おとめ座銀河団とは?
おとめざぎんがだん
おとめ座銀河団とは、おとめ座方向に位置する大規模な銀河の集団で、天の川銀河を含む局所銀河群が属する超銀河団の中心核です。
おとめ座銀河団(Virgo Cluster)は、おとめ座の方向、地球から約5,000万〜6,500万光年の距離にある大規模な銀河団です。数千個の銀河を含み、近傍宇宙で最も近い大規模銀河団として天文学の研究対象として重要な位置を占めています。
この銀河団の中心には、楕円銀河のM87(おとめ座A)があります。M87は超巨大ブラックホールを持つことで有名で、2019年には人類史上初めてブラックホールの「影」が撮影されたことで世界的に注目を集めました。また、M87はプラズマのジェットを放出していることでも知られています。
おとめ座銀河団は、より大きな構造であるおとめ座超銀河団(ラニアケア超銀河団の一部)の中心的な集団です。天の川銀河が属する局所銀河群もこの超銀河団に含まれており、重力的な影響を受けていると考えられています。
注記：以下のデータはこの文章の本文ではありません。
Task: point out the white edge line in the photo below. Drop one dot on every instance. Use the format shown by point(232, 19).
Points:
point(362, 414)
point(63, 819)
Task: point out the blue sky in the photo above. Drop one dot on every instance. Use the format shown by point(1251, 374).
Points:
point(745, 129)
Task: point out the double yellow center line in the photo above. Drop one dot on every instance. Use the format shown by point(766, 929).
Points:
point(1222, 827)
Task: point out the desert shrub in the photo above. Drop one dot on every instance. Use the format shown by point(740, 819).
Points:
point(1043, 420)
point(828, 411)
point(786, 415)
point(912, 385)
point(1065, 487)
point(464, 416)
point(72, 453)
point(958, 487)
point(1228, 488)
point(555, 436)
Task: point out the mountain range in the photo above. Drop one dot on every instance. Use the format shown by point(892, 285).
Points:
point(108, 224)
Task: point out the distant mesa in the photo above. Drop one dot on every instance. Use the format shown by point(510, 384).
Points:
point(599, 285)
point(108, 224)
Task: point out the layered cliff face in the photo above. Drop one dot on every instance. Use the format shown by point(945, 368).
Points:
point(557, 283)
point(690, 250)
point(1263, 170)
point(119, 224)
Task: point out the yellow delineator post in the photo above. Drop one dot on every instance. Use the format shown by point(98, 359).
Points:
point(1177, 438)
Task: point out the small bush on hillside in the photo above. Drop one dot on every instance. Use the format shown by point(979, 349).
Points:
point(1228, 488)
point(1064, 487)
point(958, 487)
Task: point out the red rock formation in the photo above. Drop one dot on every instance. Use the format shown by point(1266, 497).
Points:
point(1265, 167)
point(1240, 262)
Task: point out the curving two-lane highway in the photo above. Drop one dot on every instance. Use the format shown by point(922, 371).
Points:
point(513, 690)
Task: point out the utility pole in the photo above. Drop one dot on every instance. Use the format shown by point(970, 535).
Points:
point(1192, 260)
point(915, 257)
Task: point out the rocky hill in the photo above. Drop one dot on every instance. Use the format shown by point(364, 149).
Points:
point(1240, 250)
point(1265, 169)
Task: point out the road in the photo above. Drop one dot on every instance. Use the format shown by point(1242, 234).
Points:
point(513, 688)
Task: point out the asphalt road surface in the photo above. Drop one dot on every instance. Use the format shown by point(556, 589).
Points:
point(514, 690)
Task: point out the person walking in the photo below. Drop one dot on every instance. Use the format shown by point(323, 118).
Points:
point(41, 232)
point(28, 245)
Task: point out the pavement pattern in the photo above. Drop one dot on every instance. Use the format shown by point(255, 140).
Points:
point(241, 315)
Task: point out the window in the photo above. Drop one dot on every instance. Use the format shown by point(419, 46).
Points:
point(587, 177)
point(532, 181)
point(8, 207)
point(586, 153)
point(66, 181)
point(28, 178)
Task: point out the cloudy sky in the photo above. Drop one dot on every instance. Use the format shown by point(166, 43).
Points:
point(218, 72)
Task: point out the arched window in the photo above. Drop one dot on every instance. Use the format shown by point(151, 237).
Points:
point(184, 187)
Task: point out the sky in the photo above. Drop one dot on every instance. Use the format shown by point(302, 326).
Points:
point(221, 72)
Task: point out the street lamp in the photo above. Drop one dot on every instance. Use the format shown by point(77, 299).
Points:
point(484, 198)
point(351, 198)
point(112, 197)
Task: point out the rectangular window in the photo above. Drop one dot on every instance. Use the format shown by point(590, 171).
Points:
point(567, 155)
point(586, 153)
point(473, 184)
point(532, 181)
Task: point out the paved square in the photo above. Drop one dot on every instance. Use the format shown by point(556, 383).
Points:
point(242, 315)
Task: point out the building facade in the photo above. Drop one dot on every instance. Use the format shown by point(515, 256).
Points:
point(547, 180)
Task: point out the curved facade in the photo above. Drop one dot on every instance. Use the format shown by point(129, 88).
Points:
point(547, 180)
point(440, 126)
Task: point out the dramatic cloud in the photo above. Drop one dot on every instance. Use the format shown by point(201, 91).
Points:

銀河団内では、銀河と銀河の間に高温のガス(銀河団高温ガス)が満ちており、X線で観測されます。また、銀河同士の重力相互作用や合体も起きており、銀河の進化を研究する上で貴重な観測フィールドになっています。NGC 4889やM84、M86などの著名な銀河も多数含まれています。
使い方・例文
アマチュア天文家が望遠鏡でおとめ座方向を観察すると、マルカリアンの鎖と呼ばれる銀河の連なりなど、おとめ座銀河団に属する多くの銀河を視野に収めることができます。